California was spared the worst effects of the depression, largely because, unlike the industrialized East, its economy centered on agriculture. But the 1930s saw horrendous working conditions in the fields of California. The depression coincided with a severe drought in the Great Plains states, which baked the overworked soil into a giant “dust bowl.” White farmers from those regions, especially Oklahoma, loaded their possessions into jalopies and fled to California, hoping to serve as migrant farm workers, crowding into squalid shacks in private labor camps where they were treated almost like slaves. Their plight was immortalized in John Steinbeck’s novel
The Grapes of Wrath,
as impoverished whites, known as “Okies,” the new serfs of California, took their place in the fields where the Chinese had worked decades earlier.
Most Chinese were able to avoid these upheavals in rural California. By the 1930s, they were largely concentrated in major cities, usually in their own racially segregated neighborhoods. The Great Depression did not affect the Chinatowns of 1930s as badly as the crisis of the 1870s, largely because of the self-sufficiency of these ethnic communities. The knowledge that they could not get easy access to white venture capital had long ago instilled in them certain protective habits, such as frugality, reliance on family connections, and avoidance of frivolous debt. Isolated from white mainstream America, deeply distrustful of white banks, most Chinese businesses had established their own informal credit systems. Aspiring entrepreneurs would borrow money from their own relatives, or partner with other Chinese immigrants to create a
bui,
a pool of capital into which they would make regular deposits and out of which loans would be made at mutually agreed rates of interest.

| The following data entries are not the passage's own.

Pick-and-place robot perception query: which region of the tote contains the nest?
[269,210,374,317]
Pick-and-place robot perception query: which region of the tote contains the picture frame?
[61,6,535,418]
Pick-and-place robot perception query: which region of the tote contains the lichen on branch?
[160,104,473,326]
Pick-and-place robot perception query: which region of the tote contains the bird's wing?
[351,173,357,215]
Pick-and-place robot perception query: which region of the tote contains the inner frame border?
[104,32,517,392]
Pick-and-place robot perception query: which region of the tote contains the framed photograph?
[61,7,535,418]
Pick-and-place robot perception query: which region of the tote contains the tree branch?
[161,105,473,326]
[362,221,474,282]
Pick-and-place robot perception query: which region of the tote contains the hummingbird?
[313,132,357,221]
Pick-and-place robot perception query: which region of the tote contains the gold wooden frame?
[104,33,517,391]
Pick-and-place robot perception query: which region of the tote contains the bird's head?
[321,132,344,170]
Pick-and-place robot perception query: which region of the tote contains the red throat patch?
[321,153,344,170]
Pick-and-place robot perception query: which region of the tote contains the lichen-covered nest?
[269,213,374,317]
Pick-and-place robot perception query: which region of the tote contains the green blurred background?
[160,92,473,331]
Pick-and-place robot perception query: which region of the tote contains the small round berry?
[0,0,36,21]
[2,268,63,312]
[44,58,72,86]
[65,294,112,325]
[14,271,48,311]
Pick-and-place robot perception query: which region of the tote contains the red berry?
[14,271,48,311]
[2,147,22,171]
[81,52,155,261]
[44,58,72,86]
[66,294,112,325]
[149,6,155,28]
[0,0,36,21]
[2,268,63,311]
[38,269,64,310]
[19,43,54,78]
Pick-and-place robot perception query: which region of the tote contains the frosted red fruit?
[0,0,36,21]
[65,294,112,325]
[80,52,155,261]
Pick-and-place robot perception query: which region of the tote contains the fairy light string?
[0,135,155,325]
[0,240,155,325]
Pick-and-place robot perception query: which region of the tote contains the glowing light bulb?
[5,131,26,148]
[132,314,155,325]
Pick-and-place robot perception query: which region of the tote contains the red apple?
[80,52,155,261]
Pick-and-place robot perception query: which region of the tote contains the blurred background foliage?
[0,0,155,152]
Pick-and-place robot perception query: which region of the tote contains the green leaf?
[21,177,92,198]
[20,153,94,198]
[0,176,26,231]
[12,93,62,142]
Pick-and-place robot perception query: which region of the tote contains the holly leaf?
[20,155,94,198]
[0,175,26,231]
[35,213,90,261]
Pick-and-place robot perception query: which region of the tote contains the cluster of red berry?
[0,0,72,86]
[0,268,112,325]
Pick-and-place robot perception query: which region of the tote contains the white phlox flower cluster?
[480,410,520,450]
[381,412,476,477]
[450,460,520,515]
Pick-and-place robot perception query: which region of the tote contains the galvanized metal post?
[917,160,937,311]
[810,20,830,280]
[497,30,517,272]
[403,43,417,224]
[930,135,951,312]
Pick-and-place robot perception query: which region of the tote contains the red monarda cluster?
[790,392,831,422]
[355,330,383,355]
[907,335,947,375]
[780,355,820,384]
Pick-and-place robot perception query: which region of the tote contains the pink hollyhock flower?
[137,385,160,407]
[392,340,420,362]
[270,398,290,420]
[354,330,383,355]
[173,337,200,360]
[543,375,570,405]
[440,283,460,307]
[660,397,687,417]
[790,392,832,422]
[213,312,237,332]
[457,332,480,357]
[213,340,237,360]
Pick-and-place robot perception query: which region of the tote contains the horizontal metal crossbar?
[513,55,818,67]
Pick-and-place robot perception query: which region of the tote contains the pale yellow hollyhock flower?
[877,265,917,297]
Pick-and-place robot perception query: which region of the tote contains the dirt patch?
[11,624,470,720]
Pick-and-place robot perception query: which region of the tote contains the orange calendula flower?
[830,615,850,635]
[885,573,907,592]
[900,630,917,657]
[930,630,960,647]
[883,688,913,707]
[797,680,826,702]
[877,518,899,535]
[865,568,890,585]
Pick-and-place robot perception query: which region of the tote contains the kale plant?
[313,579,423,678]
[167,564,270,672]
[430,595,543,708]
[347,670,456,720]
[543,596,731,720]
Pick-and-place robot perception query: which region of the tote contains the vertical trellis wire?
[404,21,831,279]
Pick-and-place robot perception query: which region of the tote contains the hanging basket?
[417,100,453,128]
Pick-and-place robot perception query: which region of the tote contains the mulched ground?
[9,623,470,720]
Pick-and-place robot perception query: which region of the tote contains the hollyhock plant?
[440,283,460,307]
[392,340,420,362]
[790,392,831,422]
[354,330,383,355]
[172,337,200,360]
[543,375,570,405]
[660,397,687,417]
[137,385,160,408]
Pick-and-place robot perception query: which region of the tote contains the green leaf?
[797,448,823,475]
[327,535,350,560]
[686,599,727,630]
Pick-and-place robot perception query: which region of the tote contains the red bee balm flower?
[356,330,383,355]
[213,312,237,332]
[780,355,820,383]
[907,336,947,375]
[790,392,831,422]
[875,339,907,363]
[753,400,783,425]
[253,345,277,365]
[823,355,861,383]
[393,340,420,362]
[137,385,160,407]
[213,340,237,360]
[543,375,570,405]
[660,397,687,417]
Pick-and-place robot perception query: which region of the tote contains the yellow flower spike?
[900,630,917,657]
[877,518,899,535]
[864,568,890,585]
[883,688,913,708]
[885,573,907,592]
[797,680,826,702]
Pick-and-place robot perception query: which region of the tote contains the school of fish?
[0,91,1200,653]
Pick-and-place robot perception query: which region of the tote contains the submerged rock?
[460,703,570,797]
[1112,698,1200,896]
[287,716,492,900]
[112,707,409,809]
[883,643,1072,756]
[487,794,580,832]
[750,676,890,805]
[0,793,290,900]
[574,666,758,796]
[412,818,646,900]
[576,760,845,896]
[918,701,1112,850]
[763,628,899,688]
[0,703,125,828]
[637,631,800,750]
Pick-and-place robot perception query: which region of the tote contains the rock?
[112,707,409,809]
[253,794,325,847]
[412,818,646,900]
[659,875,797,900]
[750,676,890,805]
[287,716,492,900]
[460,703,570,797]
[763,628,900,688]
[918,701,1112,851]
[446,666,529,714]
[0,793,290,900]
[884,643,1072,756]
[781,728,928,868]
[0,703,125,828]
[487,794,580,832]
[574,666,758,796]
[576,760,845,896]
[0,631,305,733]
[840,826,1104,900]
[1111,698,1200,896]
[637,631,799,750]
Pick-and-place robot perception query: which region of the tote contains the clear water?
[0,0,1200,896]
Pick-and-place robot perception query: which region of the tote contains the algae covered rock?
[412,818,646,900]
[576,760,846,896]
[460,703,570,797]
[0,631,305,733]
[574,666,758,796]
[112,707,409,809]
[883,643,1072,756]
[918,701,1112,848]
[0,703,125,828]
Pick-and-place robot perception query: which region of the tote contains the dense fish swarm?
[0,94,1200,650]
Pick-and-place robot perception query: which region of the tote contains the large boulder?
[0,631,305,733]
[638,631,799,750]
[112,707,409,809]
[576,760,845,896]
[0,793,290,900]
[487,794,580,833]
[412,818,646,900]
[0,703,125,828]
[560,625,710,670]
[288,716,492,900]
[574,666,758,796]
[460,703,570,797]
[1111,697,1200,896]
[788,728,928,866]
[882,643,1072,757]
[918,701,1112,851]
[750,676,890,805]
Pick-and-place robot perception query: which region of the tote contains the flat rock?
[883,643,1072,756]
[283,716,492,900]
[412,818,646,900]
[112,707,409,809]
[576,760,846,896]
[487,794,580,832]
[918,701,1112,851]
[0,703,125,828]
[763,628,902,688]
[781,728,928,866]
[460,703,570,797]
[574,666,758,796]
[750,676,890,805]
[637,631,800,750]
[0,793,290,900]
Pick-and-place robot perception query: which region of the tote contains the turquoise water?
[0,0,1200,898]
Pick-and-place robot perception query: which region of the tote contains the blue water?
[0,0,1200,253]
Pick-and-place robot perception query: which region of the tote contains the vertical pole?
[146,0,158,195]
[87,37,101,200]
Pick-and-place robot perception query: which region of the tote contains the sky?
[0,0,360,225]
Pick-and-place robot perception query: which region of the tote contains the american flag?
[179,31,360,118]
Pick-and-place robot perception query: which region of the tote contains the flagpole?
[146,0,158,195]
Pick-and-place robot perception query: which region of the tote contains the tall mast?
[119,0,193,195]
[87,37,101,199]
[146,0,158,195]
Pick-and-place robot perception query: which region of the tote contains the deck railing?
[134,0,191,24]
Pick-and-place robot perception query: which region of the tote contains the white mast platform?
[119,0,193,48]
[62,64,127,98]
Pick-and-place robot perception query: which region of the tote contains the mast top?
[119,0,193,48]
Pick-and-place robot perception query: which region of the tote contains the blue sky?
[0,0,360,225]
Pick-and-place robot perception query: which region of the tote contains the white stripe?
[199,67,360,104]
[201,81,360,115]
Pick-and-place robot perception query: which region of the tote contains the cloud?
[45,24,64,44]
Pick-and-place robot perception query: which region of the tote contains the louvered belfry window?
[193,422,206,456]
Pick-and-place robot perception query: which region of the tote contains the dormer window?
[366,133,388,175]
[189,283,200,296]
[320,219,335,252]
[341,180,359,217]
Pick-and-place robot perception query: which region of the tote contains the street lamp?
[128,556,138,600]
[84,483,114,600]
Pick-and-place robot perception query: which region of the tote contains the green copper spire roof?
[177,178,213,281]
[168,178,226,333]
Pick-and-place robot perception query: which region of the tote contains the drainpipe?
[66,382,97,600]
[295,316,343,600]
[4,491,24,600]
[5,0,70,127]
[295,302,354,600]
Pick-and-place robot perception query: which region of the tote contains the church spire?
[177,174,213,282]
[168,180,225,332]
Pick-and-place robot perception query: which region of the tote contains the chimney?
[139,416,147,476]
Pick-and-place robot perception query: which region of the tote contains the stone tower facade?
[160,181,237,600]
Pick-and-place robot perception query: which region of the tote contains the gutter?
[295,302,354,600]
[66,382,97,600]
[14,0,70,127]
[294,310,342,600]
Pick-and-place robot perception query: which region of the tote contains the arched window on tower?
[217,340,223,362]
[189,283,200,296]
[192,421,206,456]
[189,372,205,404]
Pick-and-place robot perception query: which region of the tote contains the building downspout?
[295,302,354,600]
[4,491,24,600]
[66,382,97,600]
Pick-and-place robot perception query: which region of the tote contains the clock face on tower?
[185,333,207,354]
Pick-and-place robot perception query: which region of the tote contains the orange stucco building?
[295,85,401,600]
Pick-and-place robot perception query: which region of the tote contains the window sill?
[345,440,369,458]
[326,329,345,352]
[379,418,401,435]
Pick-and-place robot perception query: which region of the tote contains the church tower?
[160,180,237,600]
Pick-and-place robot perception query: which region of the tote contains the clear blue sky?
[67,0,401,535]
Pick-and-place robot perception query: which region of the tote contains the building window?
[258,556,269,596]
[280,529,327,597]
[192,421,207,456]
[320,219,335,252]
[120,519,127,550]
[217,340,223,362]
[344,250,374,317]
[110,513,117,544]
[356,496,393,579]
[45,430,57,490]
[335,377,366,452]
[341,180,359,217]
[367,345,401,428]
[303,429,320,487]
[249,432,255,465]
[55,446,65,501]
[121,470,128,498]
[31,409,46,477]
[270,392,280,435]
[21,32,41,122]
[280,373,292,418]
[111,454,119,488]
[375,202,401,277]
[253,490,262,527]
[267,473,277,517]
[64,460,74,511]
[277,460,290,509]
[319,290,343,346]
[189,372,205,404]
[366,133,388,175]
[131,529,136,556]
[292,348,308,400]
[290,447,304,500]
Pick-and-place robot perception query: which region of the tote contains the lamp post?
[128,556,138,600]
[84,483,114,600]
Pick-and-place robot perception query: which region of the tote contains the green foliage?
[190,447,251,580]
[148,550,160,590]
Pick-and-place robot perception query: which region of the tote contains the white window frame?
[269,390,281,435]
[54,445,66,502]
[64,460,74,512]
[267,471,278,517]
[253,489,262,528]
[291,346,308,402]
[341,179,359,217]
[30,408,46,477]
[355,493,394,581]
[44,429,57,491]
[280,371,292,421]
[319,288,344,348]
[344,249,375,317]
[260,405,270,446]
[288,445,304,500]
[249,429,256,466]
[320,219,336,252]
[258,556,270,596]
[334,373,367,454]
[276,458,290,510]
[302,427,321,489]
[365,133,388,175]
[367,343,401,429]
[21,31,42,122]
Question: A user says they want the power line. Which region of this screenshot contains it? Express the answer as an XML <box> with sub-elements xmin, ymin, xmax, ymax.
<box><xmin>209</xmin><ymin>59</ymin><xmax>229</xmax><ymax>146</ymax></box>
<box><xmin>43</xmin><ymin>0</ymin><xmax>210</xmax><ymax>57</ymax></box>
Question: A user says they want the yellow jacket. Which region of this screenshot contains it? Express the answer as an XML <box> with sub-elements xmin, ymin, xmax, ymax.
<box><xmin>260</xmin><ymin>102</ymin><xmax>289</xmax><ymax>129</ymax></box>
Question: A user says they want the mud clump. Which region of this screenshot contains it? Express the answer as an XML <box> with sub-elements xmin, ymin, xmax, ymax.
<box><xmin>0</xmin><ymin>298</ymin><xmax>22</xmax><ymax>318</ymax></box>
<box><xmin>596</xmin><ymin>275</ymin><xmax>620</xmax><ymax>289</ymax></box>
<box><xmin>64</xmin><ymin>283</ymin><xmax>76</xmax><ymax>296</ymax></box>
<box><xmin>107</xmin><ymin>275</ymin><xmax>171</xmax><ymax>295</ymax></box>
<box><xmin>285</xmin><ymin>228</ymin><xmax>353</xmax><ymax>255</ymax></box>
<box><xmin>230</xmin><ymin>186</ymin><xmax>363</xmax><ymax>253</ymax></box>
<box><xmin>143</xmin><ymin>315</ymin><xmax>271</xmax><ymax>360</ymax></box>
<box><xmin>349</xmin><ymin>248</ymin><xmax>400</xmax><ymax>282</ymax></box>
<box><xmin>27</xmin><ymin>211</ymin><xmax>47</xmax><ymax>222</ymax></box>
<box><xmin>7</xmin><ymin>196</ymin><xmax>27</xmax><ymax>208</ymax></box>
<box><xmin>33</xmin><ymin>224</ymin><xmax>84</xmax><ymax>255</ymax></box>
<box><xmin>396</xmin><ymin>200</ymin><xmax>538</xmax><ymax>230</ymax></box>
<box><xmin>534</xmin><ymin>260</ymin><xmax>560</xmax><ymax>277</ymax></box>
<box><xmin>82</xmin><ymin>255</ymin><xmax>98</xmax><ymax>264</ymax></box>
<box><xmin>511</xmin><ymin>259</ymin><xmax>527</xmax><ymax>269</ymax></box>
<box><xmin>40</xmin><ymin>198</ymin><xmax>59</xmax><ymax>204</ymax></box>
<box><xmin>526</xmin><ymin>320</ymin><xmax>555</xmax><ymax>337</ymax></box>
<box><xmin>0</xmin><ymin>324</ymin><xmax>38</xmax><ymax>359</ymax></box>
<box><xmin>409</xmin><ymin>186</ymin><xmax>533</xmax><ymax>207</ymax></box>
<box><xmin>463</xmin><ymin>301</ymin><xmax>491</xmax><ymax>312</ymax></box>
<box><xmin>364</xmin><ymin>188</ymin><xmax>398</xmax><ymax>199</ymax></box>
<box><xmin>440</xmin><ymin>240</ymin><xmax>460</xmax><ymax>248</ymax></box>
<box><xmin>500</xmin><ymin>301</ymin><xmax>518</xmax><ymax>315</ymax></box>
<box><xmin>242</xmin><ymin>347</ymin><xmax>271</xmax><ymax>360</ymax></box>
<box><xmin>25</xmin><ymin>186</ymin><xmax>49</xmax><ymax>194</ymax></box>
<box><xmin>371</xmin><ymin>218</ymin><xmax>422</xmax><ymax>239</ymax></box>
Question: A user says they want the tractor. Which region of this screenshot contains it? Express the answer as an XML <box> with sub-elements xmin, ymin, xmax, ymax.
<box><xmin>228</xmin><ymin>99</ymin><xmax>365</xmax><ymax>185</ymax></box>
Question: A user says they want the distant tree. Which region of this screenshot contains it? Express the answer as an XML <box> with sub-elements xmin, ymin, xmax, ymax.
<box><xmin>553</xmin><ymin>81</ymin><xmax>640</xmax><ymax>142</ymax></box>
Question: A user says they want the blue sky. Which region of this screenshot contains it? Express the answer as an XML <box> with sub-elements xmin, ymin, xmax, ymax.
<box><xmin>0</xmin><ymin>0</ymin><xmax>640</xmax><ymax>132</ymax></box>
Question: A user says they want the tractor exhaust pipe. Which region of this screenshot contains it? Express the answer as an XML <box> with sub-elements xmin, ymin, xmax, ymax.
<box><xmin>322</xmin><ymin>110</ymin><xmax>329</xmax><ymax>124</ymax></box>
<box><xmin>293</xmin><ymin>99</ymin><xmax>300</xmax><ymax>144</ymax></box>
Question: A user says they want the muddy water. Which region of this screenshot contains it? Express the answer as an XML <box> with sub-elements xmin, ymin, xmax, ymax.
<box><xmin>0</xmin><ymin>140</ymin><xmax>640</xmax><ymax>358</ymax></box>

This is not to say, however, that they did not feel the impact of the depression. As growing numbers of white Americans were thrown out of work, there was less money to pay for services the Chinese provided, such as restaurant dining or laundry. As money grew tighter, Chinese families, like millions of white families, had to make do with less. “I remember wearing sneakers with holes in them,” Lillian Louie said of her New York Chinatown childhood. She would patch the shoes with cardboard and not tell her parents. “We didn’t want to bother them, you know, they had enough to do. They worked so hard.”
As the decade progressed, the United States passed emergency legislation to combat the effects of the Great Depression. When Franklin D. Roosevelt entered the White House in 1933, he inaugurated, under an agenda known as the New Deal, a flurry of federal programs to regulate banks, initiate public projects, and put the unemployed back to work. Some programs benefited ethnic Chinese by giving them government jobs and financial assistance. By 1935, 2,300, or 18 percent, of the Chinese in San Francisco were receiving government aid, thanks to the Federal Emergency Relief Act. The number was lower than that for the general American population (22 percent), because many Chinese refused to participate in these programs, scorning them as charity. “During the Depression, I’d see these people taking canned goods [home] from school,” recalled Mark Wong, an American-born Chinese in San Francisco. “And my dad refused. He told me simply, ‘You’re not going to bring back any canned goods back here, period.’ I think the pride of the Chinese is very strong. We’re not going to accept food from anybody even to feed ourselves, even when we’re eating less.”